It is "unlikely" that the wall along the Southwest border of the United States will stretch "from sea to shining sea," Department of Homeland Security Secretary John F. Kelly said in a Senate hearing today.
Kelly is among several government officials who have now said that a "wall" across the entire border is not necessarily realistic. Instead the barrier will likely be some combination of wall, fencing, electronic surveillance and personnel, according to officials.
What the "wall" will look like -- including how tall and thick it will be -- is yet to be determined, Kelly said. It is "unlikely that we will build a wall or physical barrier from sea to shining sea," he continued, adding that he is "committed" to constructing a physical barrier wherever it is recommended.
Kelly said that President Donald Trump is aware of his plans to look "at every variation and theme" when drawing up plans for the wall.

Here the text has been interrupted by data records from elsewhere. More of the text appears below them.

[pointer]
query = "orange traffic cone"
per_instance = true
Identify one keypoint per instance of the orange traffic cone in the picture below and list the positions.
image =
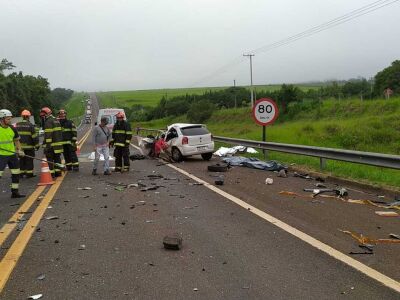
(45, 175)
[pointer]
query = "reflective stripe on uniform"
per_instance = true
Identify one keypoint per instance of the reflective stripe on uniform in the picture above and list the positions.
(26, 147)
(6, 142)
(15, 171)
(25, 133)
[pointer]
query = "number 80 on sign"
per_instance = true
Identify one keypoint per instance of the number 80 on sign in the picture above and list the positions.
(265, 111)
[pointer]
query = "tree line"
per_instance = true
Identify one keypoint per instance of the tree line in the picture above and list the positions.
(198, 108)
(19, 91)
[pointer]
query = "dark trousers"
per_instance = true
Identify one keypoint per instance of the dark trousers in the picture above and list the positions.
(121, 153)
(53, 158)
(13, 165)
(71, 159)
(26, 163)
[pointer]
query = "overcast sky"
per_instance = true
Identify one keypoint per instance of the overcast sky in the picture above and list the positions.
(129, 45)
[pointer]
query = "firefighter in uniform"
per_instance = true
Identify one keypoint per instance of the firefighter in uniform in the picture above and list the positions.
(9, 148)
(69, 141)
(29, 143)
(53, 141)
(121, 138)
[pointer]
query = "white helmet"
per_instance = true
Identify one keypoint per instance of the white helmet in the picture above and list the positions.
(5, 113)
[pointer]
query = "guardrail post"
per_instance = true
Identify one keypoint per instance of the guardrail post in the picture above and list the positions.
(322, 163)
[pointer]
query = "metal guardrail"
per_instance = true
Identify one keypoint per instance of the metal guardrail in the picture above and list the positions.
(147, 130)
(360, 157)
(366, 158)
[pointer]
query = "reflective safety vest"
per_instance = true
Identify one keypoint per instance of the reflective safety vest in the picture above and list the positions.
(7, 136)
(122, 134)
(69, 132)
(53, 135)
(28, 136)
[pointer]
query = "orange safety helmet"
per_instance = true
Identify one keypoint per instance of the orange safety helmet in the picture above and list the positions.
(120, 114)
(25, 113)
(62, 113)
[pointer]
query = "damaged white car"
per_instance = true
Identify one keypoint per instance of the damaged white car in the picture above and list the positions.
(189, 139)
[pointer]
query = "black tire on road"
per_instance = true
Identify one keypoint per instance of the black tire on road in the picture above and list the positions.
(218, 167)
(176, 155)
(206, 156)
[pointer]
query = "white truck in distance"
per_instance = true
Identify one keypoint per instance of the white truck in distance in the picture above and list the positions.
(109, 113)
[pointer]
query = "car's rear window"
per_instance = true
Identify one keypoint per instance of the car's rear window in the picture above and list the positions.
(198, 130)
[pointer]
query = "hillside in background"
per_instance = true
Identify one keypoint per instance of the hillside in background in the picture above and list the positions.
(153, 97)
(372, 125)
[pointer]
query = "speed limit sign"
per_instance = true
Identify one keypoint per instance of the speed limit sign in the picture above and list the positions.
(265, 111)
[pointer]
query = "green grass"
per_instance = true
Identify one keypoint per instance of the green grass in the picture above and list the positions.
(153, 97)
(372, 126)
(76, 106)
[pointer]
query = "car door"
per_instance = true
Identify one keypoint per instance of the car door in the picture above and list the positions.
(171, 137)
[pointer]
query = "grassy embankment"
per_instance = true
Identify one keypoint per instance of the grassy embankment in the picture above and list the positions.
(348, 124)
(351, 124)
(152, 97)
(75, 107)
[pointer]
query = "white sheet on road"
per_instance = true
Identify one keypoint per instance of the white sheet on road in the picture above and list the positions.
(91, 156)
(224, 151)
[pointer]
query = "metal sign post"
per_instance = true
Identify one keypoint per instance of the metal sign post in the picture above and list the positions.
(265, 112)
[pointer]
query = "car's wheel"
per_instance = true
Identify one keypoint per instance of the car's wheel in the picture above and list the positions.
(206, 156)
(176, 155)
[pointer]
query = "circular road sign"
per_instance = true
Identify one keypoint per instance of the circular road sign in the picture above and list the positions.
(265, 111)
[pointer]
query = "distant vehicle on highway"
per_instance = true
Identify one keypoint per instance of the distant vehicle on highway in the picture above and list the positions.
(109, 113)
(15, 120)
(189, 139)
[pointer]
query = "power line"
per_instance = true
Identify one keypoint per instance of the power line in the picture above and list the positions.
(325, 26)
(314, 30)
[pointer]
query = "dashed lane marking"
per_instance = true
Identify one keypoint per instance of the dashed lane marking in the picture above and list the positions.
(372, 273)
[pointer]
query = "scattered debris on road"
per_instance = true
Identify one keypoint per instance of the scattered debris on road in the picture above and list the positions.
(155, 176)
(254, 163)
(224, 151)
(282, 173)
(363, 240)
(387, 213)
(38, 296)
(395, 236)
(219, 167)
(41, 277)
(269, 181)
(150, 188)
(219, 180)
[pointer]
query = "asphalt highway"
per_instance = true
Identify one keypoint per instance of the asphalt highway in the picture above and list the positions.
(101, 237)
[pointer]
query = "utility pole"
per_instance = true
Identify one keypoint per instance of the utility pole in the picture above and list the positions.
(251, 77)
(234, 90)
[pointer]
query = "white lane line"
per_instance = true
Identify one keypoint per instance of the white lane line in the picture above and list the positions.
(372, 273)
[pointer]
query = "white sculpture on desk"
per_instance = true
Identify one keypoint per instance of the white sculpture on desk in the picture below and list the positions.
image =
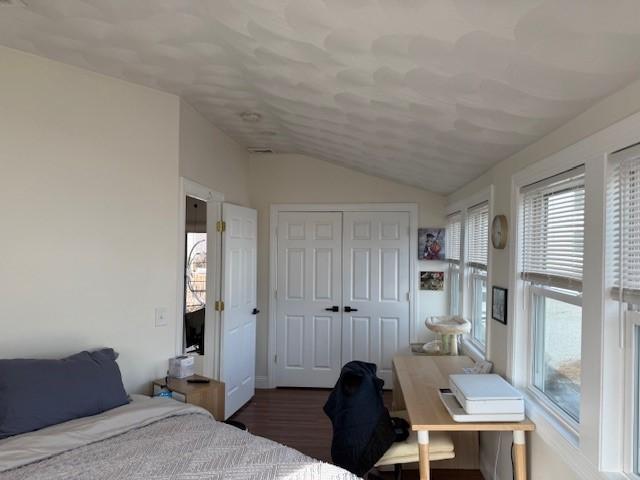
(449, 327)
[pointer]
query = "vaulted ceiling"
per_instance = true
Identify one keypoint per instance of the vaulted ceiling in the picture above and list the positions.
(426, 92)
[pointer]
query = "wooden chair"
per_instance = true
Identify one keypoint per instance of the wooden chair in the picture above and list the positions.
(401, 453)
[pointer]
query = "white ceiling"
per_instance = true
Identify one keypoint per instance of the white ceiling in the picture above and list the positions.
(426, 92)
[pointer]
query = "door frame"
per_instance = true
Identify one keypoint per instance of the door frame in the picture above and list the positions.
(414, 281)
(214, 200)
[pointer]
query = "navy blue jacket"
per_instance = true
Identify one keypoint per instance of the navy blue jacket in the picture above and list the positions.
(362, 429)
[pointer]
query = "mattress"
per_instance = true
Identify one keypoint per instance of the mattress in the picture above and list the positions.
(155, 438)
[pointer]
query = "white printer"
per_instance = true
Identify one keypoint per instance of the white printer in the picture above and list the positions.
(482, 398)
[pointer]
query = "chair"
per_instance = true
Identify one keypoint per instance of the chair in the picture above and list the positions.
(400, 453)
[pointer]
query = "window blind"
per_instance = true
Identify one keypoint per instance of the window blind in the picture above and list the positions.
(477, 231)
(454, 237)
(553, 230)
(624, 224)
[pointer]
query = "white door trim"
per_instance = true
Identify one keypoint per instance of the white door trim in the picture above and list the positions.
(214, 200)
(410, 208)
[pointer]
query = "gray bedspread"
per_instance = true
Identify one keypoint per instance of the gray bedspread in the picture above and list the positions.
(155, 439)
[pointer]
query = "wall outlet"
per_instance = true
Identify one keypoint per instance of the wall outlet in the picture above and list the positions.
(161, 317)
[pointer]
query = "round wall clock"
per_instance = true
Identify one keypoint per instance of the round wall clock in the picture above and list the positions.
(499, 232)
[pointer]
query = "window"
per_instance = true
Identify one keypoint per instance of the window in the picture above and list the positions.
(477, 231)
(453, 252)
(195, 275)
(624, 229)
(552, 263)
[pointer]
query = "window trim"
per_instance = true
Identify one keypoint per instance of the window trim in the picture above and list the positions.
(599, 445)
(470, 347)
(631, 393)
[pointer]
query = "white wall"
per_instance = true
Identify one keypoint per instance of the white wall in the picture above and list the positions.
(544, 462)
(88, 189)
(290, 178)
(210, 158)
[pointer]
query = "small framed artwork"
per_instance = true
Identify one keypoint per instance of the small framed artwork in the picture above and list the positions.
(499, 304)
(431, 243)
(432, 281)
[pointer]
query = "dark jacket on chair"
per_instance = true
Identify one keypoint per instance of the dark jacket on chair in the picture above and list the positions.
(362, 429)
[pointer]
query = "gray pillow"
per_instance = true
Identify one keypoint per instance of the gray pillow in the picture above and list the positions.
(36, 393)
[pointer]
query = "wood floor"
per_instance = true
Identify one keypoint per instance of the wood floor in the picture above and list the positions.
(294, 417)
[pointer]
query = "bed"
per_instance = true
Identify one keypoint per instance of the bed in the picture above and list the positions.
(154, 438)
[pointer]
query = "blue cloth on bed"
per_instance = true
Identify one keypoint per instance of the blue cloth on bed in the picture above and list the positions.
(37, 393)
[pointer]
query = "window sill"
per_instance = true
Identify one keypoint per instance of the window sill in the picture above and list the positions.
(563, 440)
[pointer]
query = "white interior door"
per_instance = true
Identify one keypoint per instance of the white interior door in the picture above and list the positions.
(238, 341)
(308, 299)
(375, 323)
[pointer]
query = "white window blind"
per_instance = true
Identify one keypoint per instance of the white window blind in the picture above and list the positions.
(453, 240)
(553, 230)
(477, 232)
(624, 223)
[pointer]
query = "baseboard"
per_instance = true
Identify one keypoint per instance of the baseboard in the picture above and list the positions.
(262, 382)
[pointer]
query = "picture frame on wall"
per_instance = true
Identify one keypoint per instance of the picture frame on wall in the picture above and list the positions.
(499, 304)
(433, 281)
(431, 243)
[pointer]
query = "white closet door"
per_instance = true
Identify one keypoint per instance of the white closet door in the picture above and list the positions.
(376, 288)
(308, 294)
(238, 342)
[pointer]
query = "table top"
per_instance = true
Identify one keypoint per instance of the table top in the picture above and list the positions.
(421, 377)
(181, 385)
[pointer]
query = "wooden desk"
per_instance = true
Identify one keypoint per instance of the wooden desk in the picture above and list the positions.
(417, 380)
(209, 396)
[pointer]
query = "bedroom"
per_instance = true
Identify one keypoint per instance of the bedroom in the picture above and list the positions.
(113, 112)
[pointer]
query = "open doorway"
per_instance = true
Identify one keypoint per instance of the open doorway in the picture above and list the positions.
(199, 276)
(195, 275)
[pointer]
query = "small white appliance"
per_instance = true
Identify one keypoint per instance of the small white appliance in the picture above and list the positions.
(182, 366)
(482, 398)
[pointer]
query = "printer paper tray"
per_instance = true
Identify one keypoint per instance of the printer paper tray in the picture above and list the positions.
(459, 415)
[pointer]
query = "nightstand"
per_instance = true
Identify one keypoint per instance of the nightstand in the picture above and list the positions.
(209, 396)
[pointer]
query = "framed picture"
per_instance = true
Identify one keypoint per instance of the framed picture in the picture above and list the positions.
(499, 304)
(431, 243)
(432, 281)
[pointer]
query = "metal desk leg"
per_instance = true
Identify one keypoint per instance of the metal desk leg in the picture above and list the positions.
(519, 455)
(423, 454)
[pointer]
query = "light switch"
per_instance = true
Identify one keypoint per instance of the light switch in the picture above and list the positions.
(161, 317)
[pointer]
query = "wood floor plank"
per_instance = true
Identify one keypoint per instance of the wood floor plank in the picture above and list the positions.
(294, 417)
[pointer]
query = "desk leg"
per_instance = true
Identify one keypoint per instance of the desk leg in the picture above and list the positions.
(423, 454)
(519, 455)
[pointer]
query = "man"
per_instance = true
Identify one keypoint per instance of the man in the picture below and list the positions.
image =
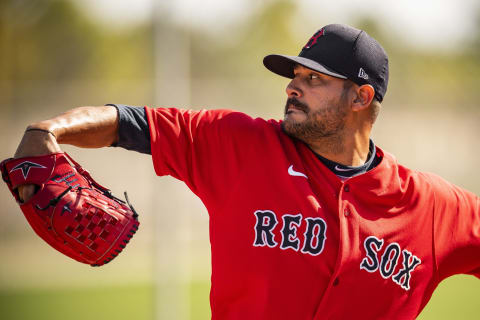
(308, 218)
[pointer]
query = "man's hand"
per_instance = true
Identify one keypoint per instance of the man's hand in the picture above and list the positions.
(87, 127)
(34, 143)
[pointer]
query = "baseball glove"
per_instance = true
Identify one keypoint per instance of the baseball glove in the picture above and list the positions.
(70, 211)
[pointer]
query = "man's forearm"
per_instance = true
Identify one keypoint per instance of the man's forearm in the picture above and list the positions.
(86, 127)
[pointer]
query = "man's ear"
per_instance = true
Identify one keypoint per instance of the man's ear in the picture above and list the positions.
(364, 96)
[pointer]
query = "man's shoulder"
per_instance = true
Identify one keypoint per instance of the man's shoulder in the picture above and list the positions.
(424, 180)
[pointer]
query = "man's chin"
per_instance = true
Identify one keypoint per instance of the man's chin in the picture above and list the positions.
(289, 128)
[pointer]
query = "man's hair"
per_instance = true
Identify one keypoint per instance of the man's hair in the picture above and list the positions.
(374, 108)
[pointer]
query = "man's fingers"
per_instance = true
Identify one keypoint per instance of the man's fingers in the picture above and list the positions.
(26, 192)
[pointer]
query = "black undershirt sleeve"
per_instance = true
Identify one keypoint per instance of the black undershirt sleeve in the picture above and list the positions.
(133, 130)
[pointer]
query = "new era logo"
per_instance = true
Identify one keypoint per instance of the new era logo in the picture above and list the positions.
(362, 74)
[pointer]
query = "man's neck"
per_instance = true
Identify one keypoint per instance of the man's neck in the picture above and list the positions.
(351, 150)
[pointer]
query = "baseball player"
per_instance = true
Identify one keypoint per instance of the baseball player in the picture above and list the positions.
(309, 219)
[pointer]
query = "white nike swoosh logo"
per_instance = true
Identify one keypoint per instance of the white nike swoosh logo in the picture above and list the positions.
(295, 173)
(340, 169)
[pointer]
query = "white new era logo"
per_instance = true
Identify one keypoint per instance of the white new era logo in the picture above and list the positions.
(362, 74)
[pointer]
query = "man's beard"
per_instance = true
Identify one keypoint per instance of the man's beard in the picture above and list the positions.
(327, 122)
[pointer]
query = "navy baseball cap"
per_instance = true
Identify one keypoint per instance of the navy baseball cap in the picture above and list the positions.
(340, 51)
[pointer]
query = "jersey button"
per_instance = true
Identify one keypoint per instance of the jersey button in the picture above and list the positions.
(336, 282)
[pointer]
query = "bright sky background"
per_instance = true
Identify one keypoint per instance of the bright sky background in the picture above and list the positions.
(439, 23)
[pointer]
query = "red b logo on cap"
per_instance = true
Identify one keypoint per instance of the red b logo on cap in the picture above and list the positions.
(313, 39)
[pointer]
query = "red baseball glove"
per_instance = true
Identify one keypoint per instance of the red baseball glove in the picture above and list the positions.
(70, 211)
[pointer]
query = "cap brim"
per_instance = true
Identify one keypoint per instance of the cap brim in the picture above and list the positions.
(283, 65)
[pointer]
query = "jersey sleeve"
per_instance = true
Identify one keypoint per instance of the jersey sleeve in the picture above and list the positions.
(206, 149)
(456, 229)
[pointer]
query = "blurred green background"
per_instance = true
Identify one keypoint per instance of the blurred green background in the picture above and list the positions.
(58, 54)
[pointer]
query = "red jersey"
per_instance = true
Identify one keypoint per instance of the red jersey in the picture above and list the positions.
(290, 240)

"I have a lot of elbow room," he said.
On Wednesday, Customs and Border Protection released its apprehension numbers for the month of March, which continue to show a sharp decline.
Apprehensions -- used as an indicator of illegal border crossings -- were down 63 percent on the Southwest border: from 33,316 in March 2016 to 12,193 this past March, according to CBP.
The number of people apprehended on the Southwest border last month was down from 18,754 in February and 31,577 in January. In 2016, United States Border Patrol apprehended 408,870 people along the Southwest border, compared to 331,333 in 2015 and 479,371 in 2014, according to CBP.
During Wednesday's hearing, Kelly said that the U.S. has "seen an amazing drop in the number of migrants coming out of Central America that are taking that terribly dangerous route" from their home countries.
Kelly added that the reduction "won't last unless we do something again to secure the border."
Later in the hearing, Kelly explored other reasons why he thinks that fewer people are crossing the southwest border into the U.S., which include improving economic conditions in migrants' home countries and rising prices charged by coyotes helping to smuggle people across the border.